21 Septembre 2001. Le jeune Hugo est passionné par les oiseaux, alors il va souvent faite des tours sur la petite colline pour les observer. Alors qu’il cherche une grue, un grandement s’élève et l’endroit où se trouvait l’usine est remplacé par un gigantesque cratère. Un accident industriel à 99%.

13 février 2002, Brésil. Juan Mügler, sa femme Clara et son fils Esteban vivent à l’Hôtel. En fait, ils vivent de faux noms, de faux papiers et changent de pays tous les mois. Ils fuient pour rester en vie un peu plus. Quelques heures plus tard, les corps tombent dans le vide, la tête la première. Un suicide ? C’est ce que cherche le commissaire Raul Marotta.

Clovis Lenoir est agent à la DST. Il est contacté par la police brésilienne car un couple vient de se suicider dans un hôtel. Ils voyageaient avec de faux papiers mais étaient français. Il va devoir faire avec sa hiérarchie, la presse et la belle sœur de Stephane Dexieu, journaliste, pour démêler cette intrigue.

Et si l’accident AZF n’était pas un accident industriel ? Je me rappelle l’état de catastrophe, l’hébétude que nous avons ressenties dix jours après l’attentat du World Trade Center. Cet accident a tout de même fait 31 morts et 2500 blessés. Ce roman fait donc partie de ces livres qui partent d’une hypothèse et construisent une intrigue pour essayer de trouver une explication à ce drame.

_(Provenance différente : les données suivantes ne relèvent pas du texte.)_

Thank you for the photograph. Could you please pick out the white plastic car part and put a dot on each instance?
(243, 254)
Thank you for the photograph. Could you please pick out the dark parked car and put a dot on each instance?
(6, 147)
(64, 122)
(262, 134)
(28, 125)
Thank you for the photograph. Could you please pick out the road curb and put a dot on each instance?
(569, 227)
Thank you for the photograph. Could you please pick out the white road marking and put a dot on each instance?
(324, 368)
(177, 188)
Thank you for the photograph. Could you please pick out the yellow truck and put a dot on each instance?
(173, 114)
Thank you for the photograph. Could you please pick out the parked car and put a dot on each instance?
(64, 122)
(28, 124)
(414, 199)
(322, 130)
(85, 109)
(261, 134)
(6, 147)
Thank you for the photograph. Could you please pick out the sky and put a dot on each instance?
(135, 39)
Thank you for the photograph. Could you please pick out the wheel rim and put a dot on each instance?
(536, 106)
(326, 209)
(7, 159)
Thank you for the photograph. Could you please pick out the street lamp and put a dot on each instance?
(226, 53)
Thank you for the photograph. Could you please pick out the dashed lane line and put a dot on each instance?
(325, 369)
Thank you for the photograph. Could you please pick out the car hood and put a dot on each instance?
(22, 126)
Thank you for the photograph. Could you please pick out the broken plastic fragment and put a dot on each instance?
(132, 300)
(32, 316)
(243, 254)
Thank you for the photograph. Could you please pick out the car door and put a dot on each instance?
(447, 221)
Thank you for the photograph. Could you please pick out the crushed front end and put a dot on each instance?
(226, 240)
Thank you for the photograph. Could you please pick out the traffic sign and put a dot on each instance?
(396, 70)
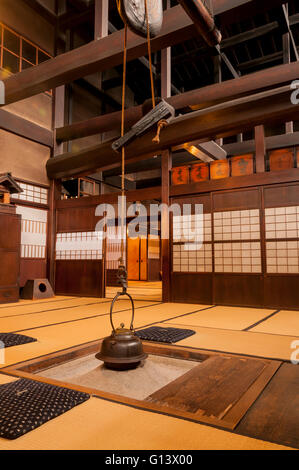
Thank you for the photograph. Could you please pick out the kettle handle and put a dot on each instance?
(120, 294)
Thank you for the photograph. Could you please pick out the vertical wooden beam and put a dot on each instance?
(58, 113)
(286, 47)
(101, 19)
(260, 148)
(166, 68)
(165, 241)
(217, 79)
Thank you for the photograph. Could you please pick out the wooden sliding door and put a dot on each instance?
(137, 259)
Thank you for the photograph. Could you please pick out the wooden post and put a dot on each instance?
(260, 148)
(166, 68)
(101, 19)
(286, 47)
(165, 242)
(58, 113)
(217, 79)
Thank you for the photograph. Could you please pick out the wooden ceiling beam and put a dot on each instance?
(43, 11)
(224, 119)
(106, 53)
(200, 98)
(22, 127)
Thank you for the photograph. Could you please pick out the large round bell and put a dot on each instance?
(122, 350)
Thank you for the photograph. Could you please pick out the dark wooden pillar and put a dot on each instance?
(101, 18)
(260, 148)
(58, 120)
(165, 242)
(166, 68)
(286, 47)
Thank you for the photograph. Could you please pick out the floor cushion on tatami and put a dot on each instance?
(12, 339)
(164, 335)
(26, 404)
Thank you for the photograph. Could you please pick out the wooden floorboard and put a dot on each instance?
(274, 416)
(212, 388)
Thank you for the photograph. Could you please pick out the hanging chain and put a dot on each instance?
(150, 54)
(123, 154)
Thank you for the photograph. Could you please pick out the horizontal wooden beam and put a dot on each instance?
(207, 124)
(111, 198)
(200, 98)
(42, 10)
(17, 125)
(271, 177)
(106, 53)
(273, 142)
(95, 57)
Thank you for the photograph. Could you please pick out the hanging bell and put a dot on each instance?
(122, 350)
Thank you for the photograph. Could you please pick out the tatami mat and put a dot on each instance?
(22, 302)
(285, 322)
(35, 307)
(231, 318)
(99, 424)
(65, 335)
(119, 426)
(238, 342)
(59, 315)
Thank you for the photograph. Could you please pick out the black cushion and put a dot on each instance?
(164, 335)
(25, 405)
(12, 339)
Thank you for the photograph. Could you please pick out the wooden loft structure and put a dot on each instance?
(230, 100)
(214, 308)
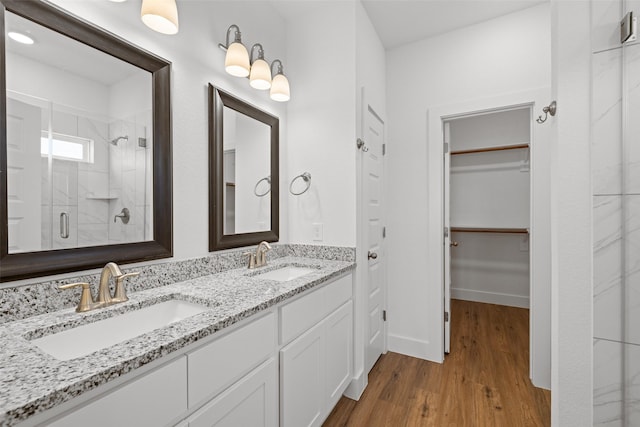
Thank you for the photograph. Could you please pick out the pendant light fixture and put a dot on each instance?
(160, 15)
(280, 84)
(236, 62)
(260, 77)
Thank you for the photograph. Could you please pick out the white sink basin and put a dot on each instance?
(285, 274)
(86, 339)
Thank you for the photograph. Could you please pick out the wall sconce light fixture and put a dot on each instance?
(280, 84)
(260, 77)
(160, 15)
(238, 63)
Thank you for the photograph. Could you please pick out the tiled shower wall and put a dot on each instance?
(615, 118)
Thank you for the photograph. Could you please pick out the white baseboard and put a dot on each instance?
(415, 348)
(356, 386)
(490, 297)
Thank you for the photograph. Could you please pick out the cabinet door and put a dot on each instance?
(339, 344)
(302, 385)
(252, 401)
(156, 399)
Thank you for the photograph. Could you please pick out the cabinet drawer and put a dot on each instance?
(252, 401)
(216, 366)
(301, 314)
(163, 389)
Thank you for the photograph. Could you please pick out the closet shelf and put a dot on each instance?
(92, 196)
(489, 149)
(490, 230)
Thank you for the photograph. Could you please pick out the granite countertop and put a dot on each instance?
(32, 381)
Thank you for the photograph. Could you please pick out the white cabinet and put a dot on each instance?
(302, 380)
(316, 367)
(245, 377)
(155, 399)
(252, 401)
(338, 353)
(215, 366)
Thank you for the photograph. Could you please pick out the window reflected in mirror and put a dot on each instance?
(79, 144)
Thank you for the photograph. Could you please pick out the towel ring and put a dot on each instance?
(306, 177)
(255, 189)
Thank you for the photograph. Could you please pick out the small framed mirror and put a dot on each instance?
(243, 173)
(85, 145)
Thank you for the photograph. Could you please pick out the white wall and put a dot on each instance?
(29, 77)
(322, 119)
(505, 55)
(571, 400)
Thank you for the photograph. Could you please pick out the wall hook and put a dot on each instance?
(549, 109)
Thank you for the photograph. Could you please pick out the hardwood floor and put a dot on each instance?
(484, 381)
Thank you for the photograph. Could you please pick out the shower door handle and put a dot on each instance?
(64, 225)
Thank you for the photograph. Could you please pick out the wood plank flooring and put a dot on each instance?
(484, 381)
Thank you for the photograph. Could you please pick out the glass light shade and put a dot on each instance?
(160, 15)
(260, 77)
(237, 60)
(280, 88)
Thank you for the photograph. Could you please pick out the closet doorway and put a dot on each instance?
(490, 191)
(487, 205)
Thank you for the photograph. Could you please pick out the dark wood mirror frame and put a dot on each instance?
(219, 99)
(35, 264)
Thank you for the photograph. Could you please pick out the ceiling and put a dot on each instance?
(62, 52)
(398, 22)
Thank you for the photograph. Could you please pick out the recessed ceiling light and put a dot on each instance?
(20, 38)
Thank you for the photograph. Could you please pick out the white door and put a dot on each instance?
(447, 239)
(23, 176)
(372, 191)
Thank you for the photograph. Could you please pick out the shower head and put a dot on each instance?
(116, 140)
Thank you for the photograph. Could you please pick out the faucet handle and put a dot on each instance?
(121, 293)
(86, 299)
(252, 259)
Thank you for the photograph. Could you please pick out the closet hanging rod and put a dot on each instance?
(488, 149)
(491, 230)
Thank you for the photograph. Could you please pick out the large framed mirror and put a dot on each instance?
(85, 145)
(243, 173)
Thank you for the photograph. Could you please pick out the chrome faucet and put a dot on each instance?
(259, 257)
(104, 293)
(104, 298)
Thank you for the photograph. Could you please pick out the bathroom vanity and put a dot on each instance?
(262, 352)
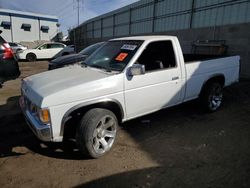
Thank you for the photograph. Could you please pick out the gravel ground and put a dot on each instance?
(176, 147)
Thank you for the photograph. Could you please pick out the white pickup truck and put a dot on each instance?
(125, 79)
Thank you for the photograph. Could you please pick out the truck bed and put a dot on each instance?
(189, 58)
(200, 68)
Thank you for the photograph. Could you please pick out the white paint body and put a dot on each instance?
(63, 89)
(41, 53)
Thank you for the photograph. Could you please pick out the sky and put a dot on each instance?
(66, 10)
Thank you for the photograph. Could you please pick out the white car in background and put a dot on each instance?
(44, 51)
(16, 47)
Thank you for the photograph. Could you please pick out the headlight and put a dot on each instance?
(44, 115)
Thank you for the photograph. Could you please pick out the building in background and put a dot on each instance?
(20, 26)
(190, 20)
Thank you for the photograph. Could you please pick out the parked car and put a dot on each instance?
(16, 47)
(9, 68)
(125, 79)
(44, 51)
(70, 49)
(73, 58)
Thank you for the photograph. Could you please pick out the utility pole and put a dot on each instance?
(78, 4)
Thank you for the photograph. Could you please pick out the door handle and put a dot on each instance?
(175, 78)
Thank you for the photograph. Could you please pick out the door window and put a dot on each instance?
(57, 46)
(158, 55)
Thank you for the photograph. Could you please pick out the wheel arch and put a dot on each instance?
(30, 53)
(76, 112)
(220, 78)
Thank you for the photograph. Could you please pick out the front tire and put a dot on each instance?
(96, 132)
(31, 57)
(212, 96)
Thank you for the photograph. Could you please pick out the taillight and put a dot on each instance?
(7, 53)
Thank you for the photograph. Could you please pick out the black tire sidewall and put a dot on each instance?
(206, 95)
(31, 57)
(85, 130)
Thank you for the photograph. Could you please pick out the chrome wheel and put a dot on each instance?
(104, 134)
(215, 97)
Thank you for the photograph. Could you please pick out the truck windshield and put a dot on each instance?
(114, 55)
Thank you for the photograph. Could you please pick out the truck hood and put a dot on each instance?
(67, 85)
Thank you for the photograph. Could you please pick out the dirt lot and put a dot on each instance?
(177, 147)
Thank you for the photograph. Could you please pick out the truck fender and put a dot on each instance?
(91, 104)
(214, 77)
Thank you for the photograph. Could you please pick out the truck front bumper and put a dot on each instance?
(43, 132)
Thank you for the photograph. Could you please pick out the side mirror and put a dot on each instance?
(136, 69)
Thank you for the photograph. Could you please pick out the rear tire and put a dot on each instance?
(31, 57)
(96, 132)
(212, 96)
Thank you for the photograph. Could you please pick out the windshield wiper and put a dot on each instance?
(101, 67)
(84, 64)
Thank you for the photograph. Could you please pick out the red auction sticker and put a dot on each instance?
(121, 57)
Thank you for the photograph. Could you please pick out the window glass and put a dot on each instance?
(2, 40)
(114, 55)
(158, 55)
(57, 46)
(90, 49)
(43, 47)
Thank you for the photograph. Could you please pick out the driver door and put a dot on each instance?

Dès le début, cela va vite, très vite. Les personnages fleurissent et l’auteur décide de nous faire plonger dans les arcanes du pouvoir. On passe d’un personnage à l’autre très facilement, de la DST à la police, d’un pays à l’autre, avec une facilité qui force le respect. Cela va vite et on se laisse mener par le bout du nez par la narration de Christophe Reydi-Gramond. Il est assez étonnant de rencontrer un premier roman aussi bien fait, aussi bien construit. L’intrigue est redoutablement montée, le style est très visuel.

Les seuls petits reproches que je ferai à ce roman est que j’ai l’impression que l’auteur a voulu mettre trop de choses dans son roman, ce qui entraine par moments des passages longs, mais les amateurs de romans de complots y trouveront leur compte, sans aucun doute. Et puis, ce que l’on demande à ce genre de roman, c’est bien de rendre crédible une hypothèse farfelue, et la rigueur de l’intrigue et les deux personnages principaux sont pour beaucoup dans l’intérêt que l’on porte à ce roman.

Assurément, Christophe Reydi-Gramont démontre avec ce roman beaucoup de qualités, et suscite beaucoup d’envies pour son prochain roman. Il se pourrait bien qu’on le retrouve dans la petite liste des écrivains de romans d’espionnage qui comptent.